Het Belgische post-metaltrio Pothamus (9) mag het Kink Distortion podium openen op dit vroege uur. De repetitieve drums hebben een hypnotiserend effect, terwijl de schone zang de luisteraar verder meevoert in het muzikale narratief. Bassist Michael en gitarist Sam staan van het publiek weggedraaid en spelen op elkaar in, terwijl de creatieve drums van Mattias het hoogtepunt vormen van de performance.

Hoewel de band twee langspelers op zak heeft, beperkt Pothamus zich vandaag vrijwel uitsluitend tot nummers van het recente Abur. Dat voelt allerminst als een beperking, want de plaat geldt als één van de sterkste Belgische releases van dit jaar. Instrumentaal zijn er raakvlakken met landgenoten Psychonaut, terwijl de schone zang doet denken aan Collin H. van Eeckhout. Toch blijft Pothamus een geheel eigen entiteit, met de drums als meest prominente basis. De toebedeelde dertig minuten zijn veel te kort en het optreden had gerust langer mogen duren. Geen muziek om wakker van te worden, wel kwalitatief uitstekend.
Waar Pothamus ritueel en traag opent, kiest Hellripper (8) voor het tegenovergestelde uiterste. Het blackened speedproject van James McBain treedt inmiddels live op met een voltallige band en opent overtuigend met één van hun grootste hits, All Hail The Goat. De thrashy riffbasis van gitarist Joseph en de melodieuze solo’s van McBain zetten de toon. Hoewel de gitaren soms wat zacht staan en de drums juist te hard, komt de kwaliteit duidelijk naar voren.

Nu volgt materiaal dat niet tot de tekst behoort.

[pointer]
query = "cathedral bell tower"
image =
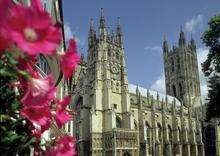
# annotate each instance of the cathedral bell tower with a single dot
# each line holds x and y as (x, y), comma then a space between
(181, 70)
(107, 94)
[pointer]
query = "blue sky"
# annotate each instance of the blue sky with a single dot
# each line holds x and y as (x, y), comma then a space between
(144, 24)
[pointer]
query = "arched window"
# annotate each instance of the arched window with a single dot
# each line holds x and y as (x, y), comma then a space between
(195, 88)
(118, 122)
(179, 134)
(181, 90)
(174, 91)
(170, 133)
(109, 53)
(135, 125)
(178, 63)
(147, 132)
(159, 132)
(172, 65)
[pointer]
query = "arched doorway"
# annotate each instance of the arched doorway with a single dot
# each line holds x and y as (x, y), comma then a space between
(126, 153)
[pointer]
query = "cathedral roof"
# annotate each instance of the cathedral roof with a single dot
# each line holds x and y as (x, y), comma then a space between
(143, 92)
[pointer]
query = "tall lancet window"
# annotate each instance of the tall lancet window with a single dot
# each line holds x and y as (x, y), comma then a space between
(118, 122)
(170, 133)
(159, 132)
(174, 91)
(172, 65)
(178, 63)
(147, 132)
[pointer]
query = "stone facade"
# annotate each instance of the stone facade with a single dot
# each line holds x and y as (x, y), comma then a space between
(181, 70)
(115, 119)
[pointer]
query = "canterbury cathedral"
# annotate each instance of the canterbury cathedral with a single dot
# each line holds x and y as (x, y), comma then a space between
(115, 118)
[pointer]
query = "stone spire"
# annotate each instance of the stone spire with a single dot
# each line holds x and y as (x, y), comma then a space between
(102, 26)
(165, 45)
(92, 34)
(182, 40)
(119, 35)
(192, 43)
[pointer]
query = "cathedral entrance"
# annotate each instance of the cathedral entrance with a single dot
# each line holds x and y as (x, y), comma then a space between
(126, 153)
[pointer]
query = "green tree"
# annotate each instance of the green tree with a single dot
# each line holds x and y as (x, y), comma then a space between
(211, 67)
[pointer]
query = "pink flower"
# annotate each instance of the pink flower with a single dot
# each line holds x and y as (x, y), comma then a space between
(4, 41)
(62, 116)
(38, 115)
(69, 59)
(32, 30)
(40, 91)
(65, 146)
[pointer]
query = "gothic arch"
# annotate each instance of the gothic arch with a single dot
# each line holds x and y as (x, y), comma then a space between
(147, 132)
(179, 133)
(135, 125)
(126, 153)
(159, 132)
(172, 64)
(118, 122)
(170, 133)
(174, 90)
(180, 90)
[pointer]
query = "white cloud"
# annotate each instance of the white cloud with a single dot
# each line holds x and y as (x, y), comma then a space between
(194, 23)
(69, 33)
(159, 84)
(154, 48)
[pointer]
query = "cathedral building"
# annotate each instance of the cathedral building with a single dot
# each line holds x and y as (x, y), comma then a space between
(114, 119)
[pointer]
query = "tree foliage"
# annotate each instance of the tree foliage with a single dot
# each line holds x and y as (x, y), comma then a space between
(14, 132)
(211, 66)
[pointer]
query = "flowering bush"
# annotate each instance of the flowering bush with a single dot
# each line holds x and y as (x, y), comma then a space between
(29, 105)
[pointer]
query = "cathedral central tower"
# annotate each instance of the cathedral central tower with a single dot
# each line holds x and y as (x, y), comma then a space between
(181, 70)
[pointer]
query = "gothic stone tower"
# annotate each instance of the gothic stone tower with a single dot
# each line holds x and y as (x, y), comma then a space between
(181, 70)
(106, 93)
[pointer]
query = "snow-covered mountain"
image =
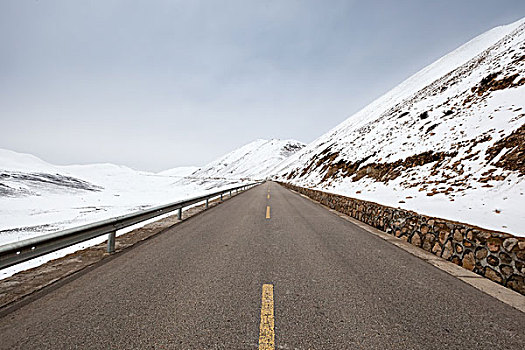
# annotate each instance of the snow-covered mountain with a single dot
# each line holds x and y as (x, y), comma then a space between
(180, 171)
(449, 141)
(37, 197)
(255, 160)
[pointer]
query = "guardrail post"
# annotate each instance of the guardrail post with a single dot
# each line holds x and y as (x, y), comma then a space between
(111, 241)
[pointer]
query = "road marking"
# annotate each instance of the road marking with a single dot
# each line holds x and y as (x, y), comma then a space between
(266, 330)
(503, 294)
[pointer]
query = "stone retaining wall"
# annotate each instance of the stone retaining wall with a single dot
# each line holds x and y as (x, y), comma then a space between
(495, 255)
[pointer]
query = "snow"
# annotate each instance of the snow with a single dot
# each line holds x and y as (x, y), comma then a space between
(392, 128)
(180, 171)
(254, 160)
(82, 193)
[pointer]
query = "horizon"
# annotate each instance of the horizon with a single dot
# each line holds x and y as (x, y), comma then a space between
(122, 83)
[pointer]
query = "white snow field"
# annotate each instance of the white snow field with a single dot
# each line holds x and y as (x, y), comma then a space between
(253, 160)
(447, 142)
(37, 197)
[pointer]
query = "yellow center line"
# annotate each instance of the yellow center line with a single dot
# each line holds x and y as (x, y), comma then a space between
(266, 330)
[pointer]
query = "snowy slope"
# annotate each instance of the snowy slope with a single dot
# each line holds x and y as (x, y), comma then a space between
(180, 171)
(254, 160)
(37, 197)
(448, 141)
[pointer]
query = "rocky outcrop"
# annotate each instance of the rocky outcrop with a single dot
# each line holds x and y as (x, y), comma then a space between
(495, 255)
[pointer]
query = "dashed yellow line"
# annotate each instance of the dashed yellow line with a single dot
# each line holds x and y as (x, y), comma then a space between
(266, 329)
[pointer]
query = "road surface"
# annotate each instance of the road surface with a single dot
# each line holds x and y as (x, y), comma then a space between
(266, 268)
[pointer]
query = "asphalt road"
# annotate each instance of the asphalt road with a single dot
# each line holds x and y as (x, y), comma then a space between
(199, 286)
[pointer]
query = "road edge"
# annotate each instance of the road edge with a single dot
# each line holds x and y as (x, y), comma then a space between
(495, 290)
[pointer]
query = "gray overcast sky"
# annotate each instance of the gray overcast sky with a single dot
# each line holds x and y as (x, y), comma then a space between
(160, 84)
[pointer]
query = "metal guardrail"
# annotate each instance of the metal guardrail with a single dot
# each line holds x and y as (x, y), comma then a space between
(17, 252)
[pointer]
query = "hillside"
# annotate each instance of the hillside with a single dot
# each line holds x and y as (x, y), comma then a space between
(449, 141)
(254, 160)
(37, 197)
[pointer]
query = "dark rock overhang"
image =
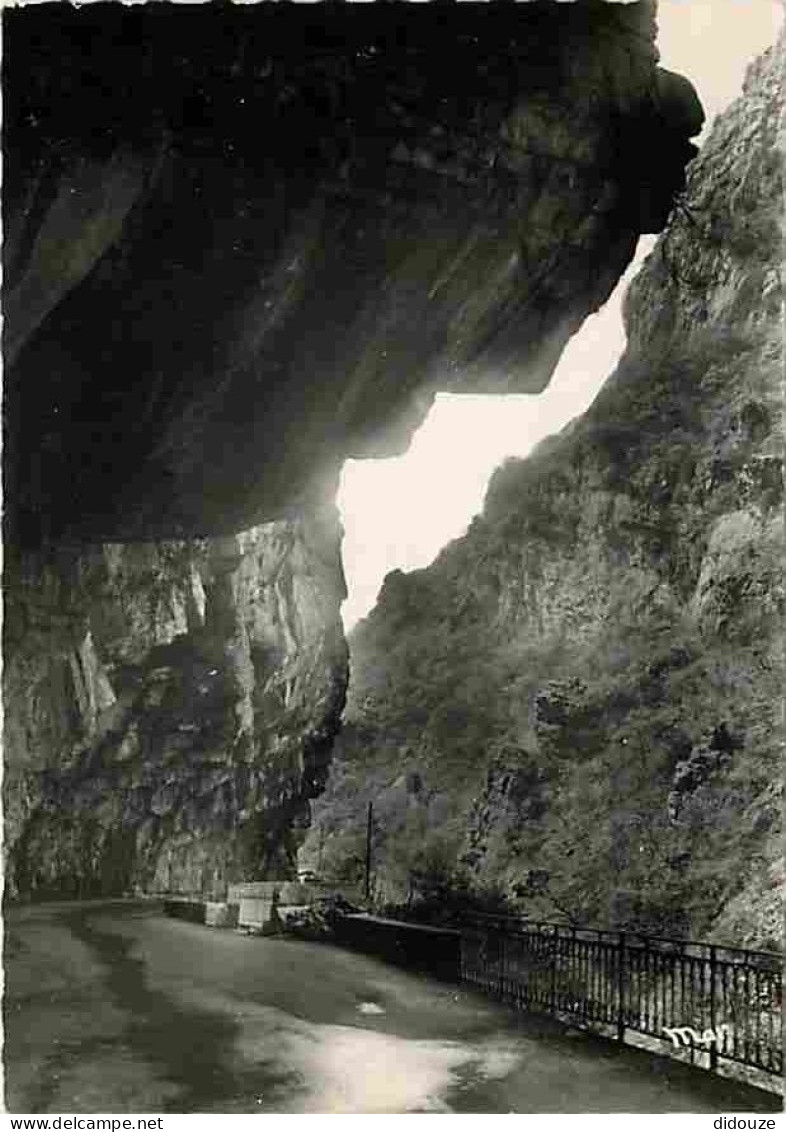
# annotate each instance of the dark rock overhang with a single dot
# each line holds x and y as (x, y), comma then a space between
(244, 243)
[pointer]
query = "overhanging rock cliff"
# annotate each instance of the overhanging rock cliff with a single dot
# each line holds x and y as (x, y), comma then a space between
(170, 709)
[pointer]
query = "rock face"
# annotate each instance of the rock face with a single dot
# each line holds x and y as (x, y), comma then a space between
(170, 708)
(587, 686)
(241, 243)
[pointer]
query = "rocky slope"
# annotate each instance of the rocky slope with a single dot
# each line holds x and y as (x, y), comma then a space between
(169, 708)
(244, 242)
(240, 243)
(578, 704)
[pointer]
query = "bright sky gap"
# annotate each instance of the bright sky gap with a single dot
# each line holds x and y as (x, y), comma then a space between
(399, 513)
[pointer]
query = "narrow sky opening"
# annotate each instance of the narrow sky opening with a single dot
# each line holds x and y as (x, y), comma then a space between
(399, 513)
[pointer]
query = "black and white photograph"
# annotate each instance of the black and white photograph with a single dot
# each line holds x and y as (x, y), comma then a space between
(393, 651)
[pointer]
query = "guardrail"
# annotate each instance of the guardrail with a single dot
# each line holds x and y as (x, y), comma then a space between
(715, 1002)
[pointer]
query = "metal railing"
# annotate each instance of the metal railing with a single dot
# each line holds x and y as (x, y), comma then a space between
(714, 1002)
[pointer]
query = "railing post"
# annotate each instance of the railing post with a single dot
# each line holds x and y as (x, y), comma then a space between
(621, 988)
(714, 1009)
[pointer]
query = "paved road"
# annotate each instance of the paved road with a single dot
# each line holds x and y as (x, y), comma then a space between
(113, 1009)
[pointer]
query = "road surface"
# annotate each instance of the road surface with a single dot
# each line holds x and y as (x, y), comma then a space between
(111, 1008)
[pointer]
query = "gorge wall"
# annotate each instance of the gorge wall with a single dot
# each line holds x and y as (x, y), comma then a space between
(240, 245)
(170, 709)
(245, 243)
(578, 706)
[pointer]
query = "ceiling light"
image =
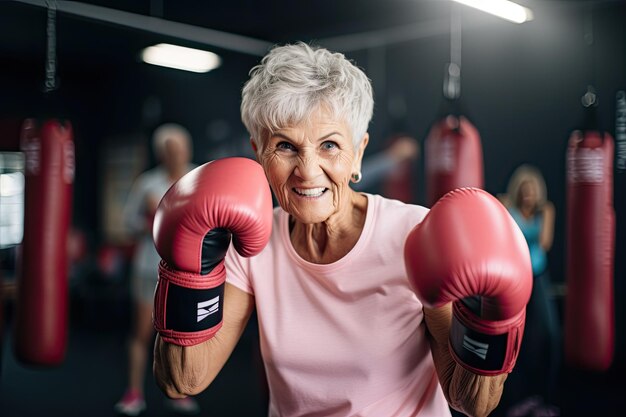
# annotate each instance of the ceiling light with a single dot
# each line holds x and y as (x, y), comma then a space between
(501, 8)
(173, 56)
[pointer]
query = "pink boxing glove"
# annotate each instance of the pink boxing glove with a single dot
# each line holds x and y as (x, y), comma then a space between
(192, 231)
(468, 250)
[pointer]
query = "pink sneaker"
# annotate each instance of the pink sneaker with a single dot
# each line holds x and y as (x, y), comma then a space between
(186, 405)
(131, 404)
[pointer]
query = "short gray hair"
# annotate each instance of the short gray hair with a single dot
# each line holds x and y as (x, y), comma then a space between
(294, 80)
(167, 131)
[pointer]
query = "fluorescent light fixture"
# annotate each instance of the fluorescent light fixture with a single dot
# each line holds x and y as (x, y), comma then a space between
(179, 57)
(502, 8)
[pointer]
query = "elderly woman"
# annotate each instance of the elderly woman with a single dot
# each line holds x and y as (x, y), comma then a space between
(342, 330)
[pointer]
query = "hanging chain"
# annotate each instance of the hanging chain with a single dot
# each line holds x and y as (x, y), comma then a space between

Met Hell’s Rock ’n Roll zet de band aan tot massale participatie en de hese krijszang haalt moeiteloos dezelfde snelheid als de instrumentatie. Van de meest recente plaat wordt onder meer Goat Vomit Nightmare gespeeld, waarbij de eerste crowdsurfers van vandaag opduiken. Tijdens het bekende Bastard of Hades schudt de ijsbaan op zijn grondvesten. Hellripper blijkt een perfecte opwekker voor de rest van de dag.

Het Italiaanse Fleshgod Apocalypse (7) staat garant voor een theatrale en bovenal virtuoze show. De band opent met de zuivere sopraanzang van Veronica, die vervolgens overgaat in brute deathmetal met furieuze drums en de diepe grunts van frontman Paoli. Dankzij de symfonische ondertoon krijgt het geheel een bombastisch en bijna heroïsch karakter. Vooral wanneer de sopraan weerklinkt tegenover de lompe grunts bereikt de band haar hoogtepunt.

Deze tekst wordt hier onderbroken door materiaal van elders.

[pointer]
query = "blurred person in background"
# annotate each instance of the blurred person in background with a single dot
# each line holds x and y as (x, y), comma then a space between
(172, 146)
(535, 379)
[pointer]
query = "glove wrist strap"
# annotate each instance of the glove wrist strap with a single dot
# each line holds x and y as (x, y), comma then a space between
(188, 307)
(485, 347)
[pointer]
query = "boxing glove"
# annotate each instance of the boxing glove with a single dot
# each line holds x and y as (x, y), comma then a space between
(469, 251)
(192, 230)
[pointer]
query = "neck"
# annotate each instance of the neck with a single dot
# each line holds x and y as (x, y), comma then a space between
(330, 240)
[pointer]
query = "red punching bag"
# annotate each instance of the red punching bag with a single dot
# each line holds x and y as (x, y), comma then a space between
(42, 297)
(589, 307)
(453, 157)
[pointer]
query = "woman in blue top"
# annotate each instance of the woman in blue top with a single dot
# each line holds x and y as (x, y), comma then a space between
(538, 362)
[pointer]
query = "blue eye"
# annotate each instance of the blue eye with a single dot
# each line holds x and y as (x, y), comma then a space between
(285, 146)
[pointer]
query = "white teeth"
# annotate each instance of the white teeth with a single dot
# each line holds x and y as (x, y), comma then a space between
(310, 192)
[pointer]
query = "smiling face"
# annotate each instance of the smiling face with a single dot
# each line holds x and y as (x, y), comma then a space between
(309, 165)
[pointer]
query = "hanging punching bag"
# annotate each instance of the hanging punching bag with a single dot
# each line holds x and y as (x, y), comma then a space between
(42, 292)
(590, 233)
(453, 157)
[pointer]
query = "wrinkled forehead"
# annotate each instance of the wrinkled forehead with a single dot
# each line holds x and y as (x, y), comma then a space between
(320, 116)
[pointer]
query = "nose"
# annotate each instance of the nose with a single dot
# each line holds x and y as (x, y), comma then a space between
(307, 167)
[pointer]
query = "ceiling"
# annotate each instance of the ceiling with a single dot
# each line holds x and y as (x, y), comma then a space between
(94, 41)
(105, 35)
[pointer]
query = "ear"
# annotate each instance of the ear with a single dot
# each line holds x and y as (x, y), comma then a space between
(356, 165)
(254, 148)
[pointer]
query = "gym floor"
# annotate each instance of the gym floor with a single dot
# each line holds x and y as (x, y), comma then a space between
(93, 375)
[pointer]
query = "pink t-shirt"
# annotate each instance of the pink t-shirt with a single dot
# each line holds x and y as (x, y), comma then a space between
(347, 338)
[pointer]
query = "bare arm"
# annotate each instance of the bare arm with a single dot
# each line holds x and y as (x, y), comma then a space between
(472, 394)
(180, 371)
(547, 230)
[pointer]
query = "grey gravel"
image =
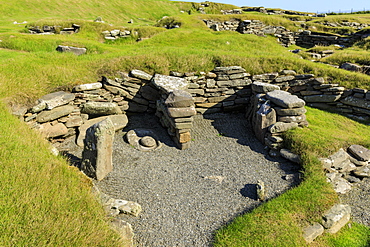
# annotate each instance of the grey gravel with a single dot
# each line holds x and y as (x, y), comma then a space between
(188, 194)
(358, 198)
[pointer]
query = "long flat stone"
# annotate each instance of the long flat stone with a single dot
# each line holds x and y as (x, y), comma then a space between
(169, 83)
(55, 113)
(56, 99)
(361, 153)
(285, 99)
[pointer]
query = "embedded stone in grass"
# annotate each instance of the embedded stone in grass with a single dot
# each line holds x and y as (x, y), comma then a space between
(98, 149)
(335, 218)
(285, 99)
(55, 113)
(361, 153)
(147, 141)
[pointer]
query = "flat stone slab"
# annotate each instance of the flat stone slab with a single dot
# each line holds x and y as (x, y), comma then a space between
(179, 98)
(312, 232)
(88, 87)
(119, 122)
(261, 87)
(100, 108)
(169, 83)
(336, 217)
(55, 113)
(141, 75)
(285, 99)
(361, 153)
(56, 99)
(143, 140)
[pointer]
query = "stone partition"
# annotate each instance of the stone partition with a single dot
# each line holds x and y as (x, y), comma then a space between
(273, 102)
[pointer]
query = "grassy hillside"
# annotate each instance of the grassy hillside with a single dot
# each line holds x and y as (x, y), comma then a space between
(30, 177)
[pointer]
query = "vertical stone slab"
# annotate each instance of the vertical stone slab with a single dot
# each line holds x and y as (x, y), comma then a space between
(98, 148)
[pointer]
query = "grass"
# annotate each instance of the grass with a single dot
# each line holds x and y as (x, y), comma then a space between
(30, 177)
(279, 222)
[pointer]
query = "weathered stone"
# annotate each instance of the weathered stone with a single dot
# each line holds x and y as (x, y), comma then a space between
(119, 122)
(98, 148)
(135, 107)
(124, 229)
(75, 50)
(149, 93)
(290, 119)
(74, 121)
(143, 140)
(282, 127)
(262, 119)
(39, 107)
(312, 232)
(339, 157)
(353, 101)
(221, 98)
(55, 113)
(261, 87)
(335, 218)
(183, 137)
(181, 112)
(322, 98)
(56, 99)
(290, 112)
(127, 207)
(140, 75)
(362, 172)
(285, 99)
(179, 99)
(287, 154)
(169, 83)
(209, 105)
(234, 83)
(100, 108)
(49, 131)
(351, 67)
(88, 87)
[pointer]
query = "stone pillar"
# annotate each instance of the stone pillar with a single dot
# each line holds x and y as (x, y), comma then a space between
(175, 108)
(98, 148)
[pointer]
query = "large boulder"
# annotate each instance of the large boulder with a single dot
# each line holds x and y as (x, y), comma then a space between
(71, 49)
(100, 108)
(55, 113)
(98, 149)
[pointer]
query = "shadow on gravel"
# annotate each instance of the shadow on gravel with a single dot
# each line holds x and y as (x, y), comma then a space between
(150, 122)
(249, 191)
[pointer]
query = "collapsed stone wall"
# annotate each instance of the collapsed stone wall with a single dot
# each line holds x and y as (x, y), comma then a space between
(304, 38)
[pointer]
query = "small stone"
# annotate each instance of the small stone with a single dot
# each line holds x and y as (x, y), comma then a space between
(312, 232)
(148, 141)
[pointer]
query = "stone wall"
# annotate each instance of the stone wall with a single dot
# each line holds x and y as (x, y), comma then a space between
(175, 99)
(286, 37)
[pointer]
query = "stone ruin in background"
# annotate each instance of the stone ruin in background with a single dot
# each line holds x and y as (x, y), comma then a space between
(273, 103)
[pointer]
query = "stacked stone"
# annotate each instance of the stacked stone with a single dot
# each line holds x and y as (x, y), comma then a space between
(226, 89)
(222, 26)
(273, 112)
(175, 109)
(53, 29)
(343, 169)
(64, 115)
(116, 34)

Met Minotaur (The Wrath of Poseidon) wordt vroeg in de set al een eerste hoogtepunt bereikt, dankzij de strakke gitaarpartijen en een indrukwekkende solo. Qua thematiek en aankleding put de band ook uit de rijke Romeinse geschiedenis, compleet met rode accenten in kostuums en filosofisch geladen teksten.

Vandaag staat het recente album Opera centraal, met onder meer Pendulum en Bloodclock. Helaas zorgt de wind ervoor dat het geluid niet volledig tot zijn recht komt, hoewel de symfonieën en pianopartijen wel fraai hoorbaar blijven. The Violation bevat het snelste drumwerk van de set, waarmee Eugene overtuigend zijn moment pakt. De afsluiter is een cover van Eiffel 65’s Blue (Da Ba Dee), wat voor mij nogal onnodig aanvoelt gezien de kracht van hun eigen repertoire, maar het Dynamo-publiek reageert enthousiast en dankbaar.

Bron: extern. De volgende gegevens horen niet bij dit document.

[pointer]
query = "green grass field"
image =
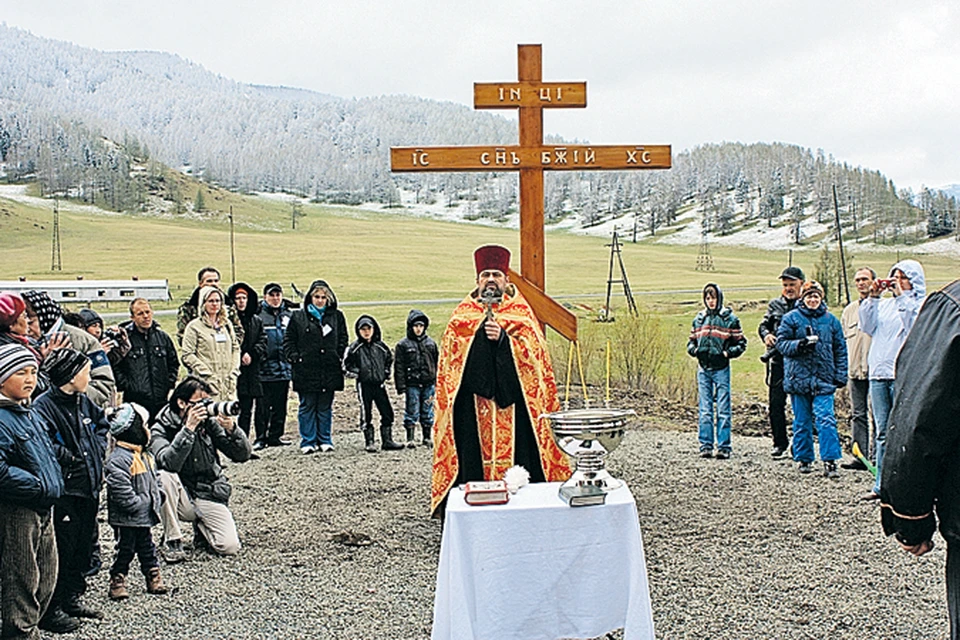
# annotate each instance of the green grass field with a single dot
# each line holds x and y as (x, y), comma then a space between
(372, 257)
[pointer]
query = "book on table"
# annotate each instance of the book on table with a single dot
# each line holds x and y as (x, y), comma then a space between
(486, 492)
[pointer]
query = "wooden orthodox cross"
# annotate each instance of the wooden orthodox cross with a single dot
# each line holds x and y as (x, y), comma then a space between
(530, 95)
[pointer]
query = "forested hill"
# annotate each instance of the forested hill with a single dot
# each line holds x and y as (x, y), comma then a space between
(97, 125)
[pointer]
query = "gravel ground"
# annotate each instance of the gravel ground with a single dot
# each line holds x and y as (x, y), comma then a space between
(742, 549)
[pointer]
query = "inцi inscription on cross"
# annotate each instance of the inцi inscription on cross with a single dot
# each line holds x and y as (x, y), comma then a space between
(530, 96)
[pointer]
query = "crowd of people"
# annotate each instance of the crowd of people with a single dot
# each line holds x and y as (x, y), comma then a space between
(88, 409)
(85, 407)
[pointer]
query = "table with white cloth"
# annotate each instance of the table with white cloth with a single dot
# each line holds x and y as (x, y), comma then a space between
(537, 568)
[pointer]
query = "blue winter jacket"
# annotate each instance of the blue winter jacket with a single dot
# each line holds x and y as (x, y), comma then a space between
(889, 320)
(29, 471)
(819, 371)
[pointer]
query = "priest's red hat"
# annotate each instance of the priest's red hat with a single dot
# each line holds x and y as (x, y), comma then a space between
(492, 256)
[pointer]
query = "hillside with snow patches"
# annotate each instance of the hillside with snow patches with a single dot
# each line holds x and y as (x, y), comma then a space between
(101, 127)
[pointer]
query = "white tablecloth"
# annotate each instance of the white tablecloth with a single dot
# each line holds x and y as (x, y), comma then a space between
(536, 568)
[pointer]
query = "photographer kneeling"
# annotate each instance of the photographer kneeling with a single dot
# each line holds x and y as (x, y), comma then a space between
(185, 438)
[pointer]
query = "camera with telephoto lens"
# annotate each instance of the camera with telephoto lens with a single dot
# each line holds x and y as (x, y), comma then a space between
(224, 408)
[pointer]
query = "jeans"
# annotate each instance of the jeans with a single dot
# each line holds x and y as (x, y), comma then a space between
(714, 387)
(316, 418)
(419, 407)
(808, 410)
(778, 403)
(28, 568)
(271, 414)
(860, 418)
(881, 401)
(134, 541)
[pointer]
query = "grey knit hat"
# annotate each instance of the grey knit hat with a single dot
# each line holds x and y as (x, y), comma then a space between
(13, 358)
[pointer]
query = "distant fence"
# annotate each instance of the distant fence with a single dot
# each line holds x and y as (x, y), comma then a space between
(92, 290)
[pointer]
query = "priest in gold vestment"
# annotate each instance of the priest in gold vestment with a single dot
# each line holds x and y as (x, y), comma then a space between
(494, 381)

Het Australische zestal treedt dit jaar aan met een, nu officieel, nieuwe, maar allerminst onbekende stem. James Dorton (bekend van Black Crown Initiate en The Faceless) neemt de plaats in van Xen, die omwille van (mentale) gezondheidsproblemen zijn livecarrière moest beëindigen. Ne Obliviscaris (10) geldt al jaren als een neo-klassiek progressief gezelschap dat zich onderscheidt door het prominente gebruik van viool. Werkelijk geen enkele andere band klinkt vergelijkbaar en dat blijkt al vanaf de eerste klanken van opener Suspyre.

De ingetogen introductie van clean vocalist Tim Charles vloeit over in complexe gitaarstructuren en een vrij basgeluid dat de ruimte krijgt om zich door de gelaagde composities te weven. Zodra Dorton zijn intrede doet, kiest de band voor een dynamische koers, waarin fluweelzachte passages naadloos worden afgewisseld met distorted partijen. Het publiek wordt kort bedankt, maar de nadruk ligt volledig op de muziek. De set vervolgt met Equus, tevens afkomstig van het recente Exul, één van de langere werken waarin het brede spectrum van hun progressieve kunnen wordt verkend. Opvallend is hoe vooral Dorton, maar ook bassist Martino Garattoni soms het podium verlaten om de overige instrumenten extra ruimte te geven.

Vervolgens grijpt de band terug naar het debuut met het zelden gespeelde Of Petrichor Weaves Black Noise. Het nummer wordt gedragen door kunstzinnige vioolpartijen en een overvloed aan zanglijnen in de eerste helft, waarna de tweede helft zich volledig ontplooit in een gecompliceerde instrumentatie en een dissonante viooloutro. Deze vloeit naadloos over in afsluiter And Plague Flowers The Kaleidoscope, waar de viool eerst wordt ondersteund door progressieve grandeur alvorens de hardheid weer de overhand neemt. De set eindigt met een bassolo en een laatste samensmelting van alle instrumenten, waarmee Ne Obliviscaris een overtuigend slotakkoord neerzet.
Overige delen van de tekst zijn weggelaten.